Adolf Ziegler’s The Four Elements features allegorical nudes in a neoclassical style; their bodies read fertile, pure, healthy, racially superior, and not at all sexy or vulgar thanks to their invisible genitalia and demure postures. It’s feminine beauty as symbol and gentlemanly snack. This painting hung above the fireplace in Hitler’s Munich apartment.
AI-generated “art” images like the one below creep me out because they similarly present a sterilized and normative beauty ideal, but without the political awareness. The creator of such images, the viewers as well, put all criticism in a suspension of wonder because the true author of the image is a nonhuman program. The program innocently pulls images of young women the world has labeled beautiful and mashes them together, creating a static prop for the enactment of heterosexual fantasy and envy. The fact that the result contributes to such an economy, that it contributes to the violent cult of feminine purity and youth and thinness and whiteness, is ~merely accidental~.
The question of authorship and the intention of art seems to further encourage what Girard identified as pointless conflict born of mimetic rivalry.
He wrote in Things Hidden Since the Foundation of the World that mimetic desire can engender conflict because when we all want the same things, we engage in ever-escalating competition for the things.
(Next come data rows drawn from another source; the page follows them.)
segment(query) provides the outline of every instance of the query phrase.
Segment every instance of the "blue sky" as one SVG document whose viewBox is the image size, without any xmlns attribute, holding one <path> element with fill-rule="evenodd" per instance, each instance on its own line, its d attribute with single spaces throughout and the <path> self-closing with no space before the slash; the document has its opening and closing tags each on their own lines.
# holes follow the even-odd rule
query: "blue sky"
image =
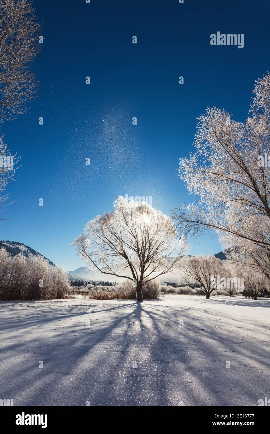
<svg viewBox="0 0 270 434">
<path fill-rule="evenodd" d="M 246 118 L 254 80 L 270 70 L 270 7 L 266 0 L 33 3 L 45 38 L 33 64 L 40 86 L 27 113 L 1 125 L 22 161 L 0 238 L 75 270 L 81 263 L 70 243 L 119 194 L 151 196 L 167 214 L 194 200 L 177 177 L 179 158 L 192 151 L 196 118 L 208 106 Z M 218 31 L 244 33 L 244 48 L 211 46 Z M 209 238 L 191 253 L 221 250 Z"/>
</svg>

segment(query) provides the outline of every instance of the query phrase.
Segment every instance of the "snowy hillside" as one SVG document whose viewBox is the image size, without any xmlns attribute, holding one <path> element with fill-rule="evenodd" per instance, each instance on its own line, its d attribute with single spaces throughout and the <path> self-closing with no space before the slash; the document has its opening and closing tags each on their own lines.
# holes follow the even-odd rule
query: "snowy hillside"
<svg viewBox="0 0 270 434">
<path fill-rule="evenodd" d="M 26 246 L 23 243 L 19 243 L 17 241 L 10 241 L 9 240 L 6 241 L 0 240 L 0 248 L 1 247 L 7 250 L 12 256 L 14 256 L 18 253 L 22 253 L 24 256 L 36 256 L 37 254 L 39 254 L 40 256 L 45 258 L 45 256 L 43 256 L 43 255 L 41 255 L 36 250 L 29 247 L 29 246 Z M 45 258 L 45 259 L 47 259 L 48 258 Z M 52 262 L 52 261 L 50 261 L 49 259 L 48 260 L 50 265 L 55 266 L 55 264 Z"/>
</svg>

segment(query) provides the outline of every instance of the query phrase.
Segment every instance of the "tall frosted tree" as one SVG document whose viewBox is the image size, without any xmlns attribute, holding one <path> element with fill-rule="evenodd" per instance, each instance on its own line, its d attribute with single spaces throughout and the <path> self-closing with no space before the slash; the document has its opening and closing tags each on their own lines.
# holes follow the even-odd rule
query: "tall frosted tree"
<svg viewBox="0 0 270 434">
<path fill-rule="evenodd" d="M 0 118 L 26 110 L 37 85 L 29 66 L 39 52 L 39 24 L 30 0 L 0 2 Z"/>
<path fill-rule="evenodd" d="M 185 158 L 179 172 L 198 200 L 180 206 L 173 216 L 186 235 L 200 237 L 213 230 L 224 247 L 233 246 L 235 262 L 264 269 L 269 276 L 269 74 L 256 82 L 253 92 L 244 123 L 215 107 L 198 118 L 195 151 Z"/>
<path fill-rule="evenodd" d="M 34 97 L 37 83 L 29 70 L 39 52 L 39 25 L 30 0 L 0 1 L 0 121 L 24 113 L 26 103 Z M 12 155 L 0 138 L 0 204 L 14 179 L 14 165 L 20 159 Z"/>
</svg>

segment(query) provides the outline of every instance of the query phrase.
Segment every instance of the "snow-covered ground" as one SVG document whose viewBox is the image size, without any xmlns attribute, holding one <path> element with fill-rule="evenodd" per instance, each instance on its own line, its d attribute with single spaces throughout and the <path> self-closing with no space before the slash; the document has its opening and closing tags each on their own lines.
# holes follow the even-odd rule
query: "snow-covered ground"
<svg viewBox="0 0 270 434">
<path fill-rule="evenodd" d="M 257 405 L 270 398 L 270 299 L 239 297 L 1 302 L 0 399 Z"/>
</svg>

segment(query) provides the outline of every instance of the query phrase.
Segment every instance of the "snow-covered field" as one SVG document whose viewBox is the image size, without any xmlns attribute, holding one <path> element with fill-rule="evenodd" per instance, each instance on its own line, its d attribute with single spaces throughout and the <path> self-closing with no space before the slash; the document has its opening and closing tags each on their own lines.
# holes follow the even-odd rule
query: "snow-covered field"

Competition is a reality of human society, and it can be a healthy motivator of progress, but it stifles progress when the rivals “forget about whatever objects are the cause of the rivalry and instead become more fascinated with one another.”
In this case, we have mistaken beauty for a necessary object like food or shelter and engage in competition to possess more and more and more of it. The further our beauty ideals move from human reality, a drift that AI is contributing to, the more scarce the object of our desire appears. (All the while, images of aspirational beauty proliferate at an unprecedented rate: brands will soon produce ad campaigns without needing to hire human models, pornography will be produced without the need for consenting human participants.) Beyond the money spent on beauty products and the hours of precious life wasted on beauty work, this pointless conflict involves the cutting of flesh, the grinding down of bone, the injection of toxins, the psychological torment of diets and eating disorders. The violence increases in lock-step with the inflation of the beauty standard, keeping us unhappy, alienated from our bodies and uneasy with who we are.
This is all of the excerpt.